By the time we’d finished it was dark outside.
‘God, that was lovely,’ I sighed, ‘we should do it more often.’
‘We will,’ said Rory, ‘all day and all night for ever. Darling,’ he said, looking suddenly worried, ‘do you think you’ll be able to put up with my absolutely bloody nature for the next sixty years?’
‘I might,’ I said, ‘if you compensate from time to time with performances like the one I’ve just experienced.’
Rory laughed softly and rubbed the back of my neck. He lit a cigarette and lay down in the bed, pulling me into the crook of his arm.
‘Rory,’ I said a few minutes later, ‘I know it’s a terrible thing to say at a time like this, but I’m starving.’
‘So am I,’ he said.
‘Shall we go out?’
‘No, I might want you between courses, which wouldn’t do in a restaurant. I’ll send down for something.’
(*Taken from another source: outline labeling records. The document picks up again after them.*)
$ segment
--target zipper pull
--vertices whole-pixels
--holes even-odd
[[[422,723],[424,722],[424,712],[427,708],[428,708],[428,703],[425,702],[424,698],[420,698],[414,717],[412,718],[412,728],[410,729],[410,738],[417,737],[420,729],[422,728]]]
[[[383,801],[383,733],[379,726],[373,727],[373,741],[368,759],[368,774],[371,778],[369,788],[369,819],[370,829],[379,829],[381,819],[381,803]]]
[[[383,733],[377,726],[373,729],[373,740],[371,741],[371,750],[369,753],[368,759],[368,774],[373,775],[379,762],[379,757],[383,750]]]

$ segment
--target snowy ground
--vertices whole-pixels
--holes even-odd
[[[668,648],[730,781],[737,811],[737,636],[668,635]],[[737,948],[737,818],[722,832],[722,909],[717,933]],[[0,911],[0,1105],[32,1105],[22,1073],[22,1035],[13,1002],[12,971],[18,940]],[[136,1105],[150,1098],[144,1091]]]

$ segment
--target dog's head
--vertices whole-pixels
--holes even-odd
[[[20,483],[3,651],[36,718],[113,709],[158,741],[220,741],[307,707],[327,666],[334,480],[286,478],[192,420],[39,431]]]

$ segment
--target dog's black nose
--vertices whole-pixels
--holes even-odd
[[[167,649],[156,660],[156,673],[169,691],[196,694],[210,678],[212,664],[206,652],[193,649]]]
Later, as he was opening a bottle of champagne, he said, ‘Darling, do you mind awfully if we don’t live in Irasa any more?’
‘Do I mind?’ I said incredulously, ‘of course I don’t.’
‘I’m bored with painting sheep and rocks,’ he said. ‘I want to paint you in the sun and give you half a dozen babies to look after to stop you having thoughts about pushing off and leaving me any more.’
‘But you love Irasa.’
‘It’s lost its charms,’ said Rory. ‘I don’t want you within a million miles of Finn Maclean for a start and Marina’s a bloody troublemaker, and I’ve had enough of my mother and Buster for a few years, and lastly my new father is still there — house guestating.’
‘What does he find to do all day?’ I said. ‘Is he still in love with Buster?’
‘Yes. They’re both addicted to whisky and highly-coloured reminiscences, but Alexei now seems to have other fish to fry. In the old days when Marina wanted to bug me she always used to say what she wanted was an older man. Well, Hamish was a bit too old, but Alexei looks a bit like me, and when I left he was making a marvellous job comforting her in her bereavement.’
‘My goodness,’ I said, staggered, ‘how extraordinary. You don’t mean…?’
‘Well, not yet. Marina fancies herself in black far too much to give it up for at least a year, but I think now that she’s so rich, and Alexei is so poor, it’s very much on the cards.’
‘You’re not jealous?’ I said anxiously.
‘Not at all.’ He bent over and kissed me. ‘But I really don’t fancy Marina as a stepmother.’